Sulfonylureas have been demonstrated could treated individuals with HNF1A-MODY effectively by acting on ATP-sensitive potassium channels [9]. Shepherd et al. discovered that the majority of people with MODY3 could transferred insulin to sulfonylureas successfully without deterioration in glycemic control [26]. The proband’s older sister, who had taken the insulin to control blood glucose for almost 7 years, switched her treatment to glimepiride. The proband was treated with gliclazide only. The dosage of gliclazide was decreased for their father to avoid hypoglycemia episode. All the blood glucose of them was improved after changing the treatment (For the proband’s sister the HbA1c decreased from 58 to 52 mmol/mol (7.5–6.9%). The treatment of proband’s father played a key role in further gene test, which narrowed the gene screening scope. The medication history of clinical diagnosed MODY persons should be paid more attention to help doctors choose the appropriate gene test.

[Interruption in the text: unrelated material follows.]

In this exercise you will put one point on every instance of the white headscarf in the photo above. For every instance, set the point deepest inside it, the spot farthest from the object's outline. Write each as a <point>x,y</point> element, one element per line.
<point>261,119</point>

Mental disorder, such as depression and anxiety, in diabetes people have been aroused a lot of attention in recent years. Compared to the people without diabetes, the prevalence rate of depression is more than three-times higher in people with type 1 diabetes mellitus and nearly twice as high in people with type 2 diabetes mellitus [27]. Browne et al. founded that the young adults with type 2 diabetes mellitus were more likely to have clinically meaningful depressive symptoms than the older adults [10]. They thought compared with the older type 2 diabetes mellitus people, the young adults with type 2 diabetes mellitus may need more intensive psychological and self-care support [10]. The mental disorder such as depressed mood may be lead to poor glycemic control [28]. The proband got metal disorder because several of his families got diabetes, and he thought the disease may be inherited to next generation. The possibility of insulin use may be another reason induced the mental disorder of the proband. After the diagnosis of MODY3 and the positive genetic counseling, the proband knew that this type of MODY is positively to sulphonylureas and he can have healthy children in future with the development of the genetic medicine. The timely genetic counseling is crucial to relief depression symptom of the proband and he doesn’t need the anti-mental disorder medications.

The timely and positive genetic counseling is an effective way to help persons and their family to make informed, autonomous health care and reproductive decisions by providing the clinical health care, education, and emotional support [29, 30], which will relief their mental pressure.

Conclusions

In summary, a missense mutation of HNF1A gene was first found in Chinese ketosis-prone MODY family with various clinical manifestations in different members. Sulphonylureas medicine and genetic counseling are efficiency ways to treat MODY 3 and its’ mental disorder respectively.